Edit: There is a dude on Youtube with a very similar machine. It looks about a year or two off (very subtle differences in design) but he seems to think it was made "pre" MTD takeover which would have been 81 if my memory serves me correctly. He also think snow is God dumping his load of white stuff on us, too which, his ex gf would just love. He does all this while doing his best Borat impression. He calls his weed wacker a Homolite and his other blower a ******** (which is pretty funny actually). To top it all off his handle is Weasel884 so i don't know if I can believe much coming from him. You can judge for yourself. 





Here are some pics of my machine. The last two are screenshots of the Weasels Snow Boss


----------



## Clutch Cargo (Dec 27, 2015)

To me that is definitely a pre-MTD machine (and a very nice one!!) which is probably why you are having problems finding information. Not sure how to go about getting what you need, but you might try posting in one of the general forums so that more people will see it.

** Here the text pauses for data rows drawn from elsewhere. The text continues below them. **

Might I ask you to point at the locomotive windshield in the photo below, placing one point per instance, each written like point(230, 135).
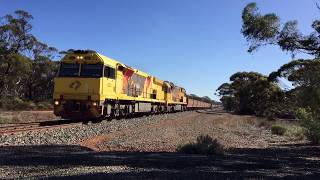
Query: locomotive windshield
point(87, 70)
point(69, 70)
point(91, 70)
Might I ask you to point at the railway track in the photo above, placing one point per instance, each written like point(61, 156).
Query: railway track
point(36, 126)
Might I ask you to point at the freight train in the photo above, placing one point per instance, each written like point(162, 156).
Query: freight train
point(92, 86)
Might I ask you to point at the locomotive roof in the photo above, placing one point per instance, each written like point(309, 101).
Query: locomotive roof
point(92, 57)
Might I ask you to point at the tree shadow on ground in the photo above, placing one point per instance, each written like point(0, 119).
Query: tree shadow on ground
point(294, 161)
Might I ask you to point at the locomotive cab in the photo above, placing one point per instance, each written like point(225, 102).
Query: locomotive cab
point(83, 82)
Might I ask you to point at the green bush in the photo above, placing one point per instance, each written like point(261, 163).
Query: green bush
point(203, 145)
point(311, 122)
point(278, 129)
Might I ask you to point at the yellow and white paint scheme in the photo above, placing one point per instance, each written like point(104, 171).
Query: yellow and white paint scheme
point(77, 96)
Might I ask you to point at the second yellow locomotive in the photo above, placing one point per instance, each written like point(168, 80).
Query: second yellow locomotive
point(90, 85)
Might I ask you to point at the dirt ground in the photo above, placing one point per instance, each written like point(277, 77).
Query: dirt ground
point(148, 151)
point(25, 116)
point(232, 131)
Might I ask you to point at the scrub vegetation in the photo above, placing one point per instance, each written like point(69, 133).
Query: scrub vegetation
point(262, 95)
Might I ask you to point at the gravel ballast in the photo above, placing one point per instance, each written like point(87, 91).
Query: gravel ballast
point(144, 148)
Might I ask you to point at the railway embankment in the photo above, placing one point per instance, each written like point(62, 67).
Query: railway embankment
point(145, 147)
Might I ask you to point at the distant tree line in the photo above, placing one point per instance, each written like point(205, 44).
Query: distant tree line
point(254, 93)
point(204, 98)
point(26, 66)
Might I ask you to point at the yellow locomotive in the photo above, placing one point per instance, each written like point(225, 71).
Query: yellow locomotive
point(90, 85)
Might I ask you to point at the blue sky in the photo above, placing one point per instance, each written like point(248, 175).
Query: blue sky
point(196, 44)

The folks here are super helpful and knowledgeable. 



One more thing, I think your wheels (or at least your tires) are reversed. The tractor-type tread pattern should form a "V" as you look at the machine from the front.


----------



## NotDanzig ImVern (Nov 1, 2019)

Clutch Cargo said:


> To me that is definitely a pre-MTD machine (and a very nice one!!) which is probably why you are having problems finding information. Not sure how to go about getting what you need, but you might try posting in one of the general forums so that more people will see it. The folks here are super helpful and knowledgeable.
> 
> 
> 
> One more thing, I think your wheels (or at least your tires) are reversed. The tractor-type tread pattern should form a "V" as you look at the machine from the front.


Bahahabha no wonder it was struggling lol. Thanks m8


----------



## NotDanzig ImVern (Nov 1, 2019)

Clutch Cargo said:


> To me that is definitely a pre-MTD machine (and a very nice one!!) which is probably why you are having problems finding information. Not sure how to go about getting what you need, but you might try posting in one of the general forums so that more people will see it. The folks here are super helpful and knowledgeable.
> 
> 
> 
> One more thing, I think your wheels (or at least your tires) are reversed. The tractor-type tread pattern should form a "V" as you look at the machine from the front.



Thank you sir I've re-posted in the main forum. Can't retrieve my other account for some reason so had to re-register. Thx for the tip about the wheels. My linkage kept slipping off and now I know why lolol. Kind regards Oren


----------